I don't have the time right now to go into in depth about my thoughts, but I think there needs to be a distinction between 'right to be forgotten' as a cultural value and 'right to be forgotten' as law, the same way there's a distinction between 'freedom of speech' as a value ("I may disagree with what you say, but I will defend to the death your right to say it") and 'freedom of speech' as law as in the First Amendment. I'm not entirely sure where the line should be drawn, though, that is up for discussion.

My thoughts on the matter can be summed up as follows: Blocking some speech from your private website or publishing old racist tweets on your private website should fall in the same category (roughly) as eating an entire birthday cake: Something that shouldn't be illegal but something that should not be seen as good, people who do it should be made aware that what they're doing is not good but that it is their right to do so.

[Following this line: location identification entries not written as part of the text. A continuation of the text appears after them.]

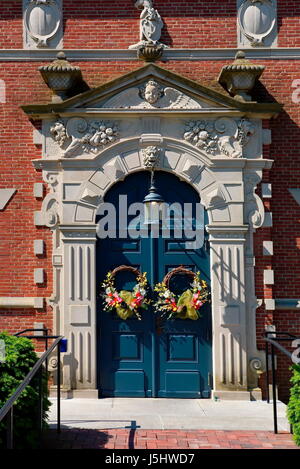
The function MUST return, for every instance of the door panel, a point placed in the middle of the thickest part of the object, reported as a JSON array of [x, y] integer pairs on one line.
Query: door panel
[[137, 358]]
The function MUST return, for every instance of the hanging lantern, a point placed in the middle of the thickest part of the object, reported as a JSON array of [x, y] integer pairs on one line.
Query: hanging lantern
[[153, 204]]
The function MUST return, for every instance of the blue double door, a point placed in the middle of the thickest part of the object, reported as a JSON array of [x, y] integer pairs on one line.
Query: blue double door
[[147, 357]]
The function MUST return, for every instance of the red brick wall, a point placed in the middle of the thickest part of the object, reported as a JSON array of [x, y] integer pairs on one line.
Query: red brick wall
[[108, 24]]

The recent controversy about Carson King (the viral Busch Light man) and his old racist tweets and the public reaction to all that come to mind as an example.

1 comments

I don't think it's a cultural thing, simply because across time when ever you wanted someone to be remembered, or their actions, you would still do it no matter the medium - word of mouth, paper, stone.

The problem is bound to the internet medium: how information is spread, indexed and stored, while being cheap - so cheap we can almost claim it's free.

It's not a matter of one being a changed person or not. It's simply your right to not have your information indexed, with no intrinsic value attached to it.

People wouldn't be featured on an old mass media like newspaper unless such person was "news-worthy" in the eyes of journalists that had to a code of conduct.

The internet has no morals or code of conduct.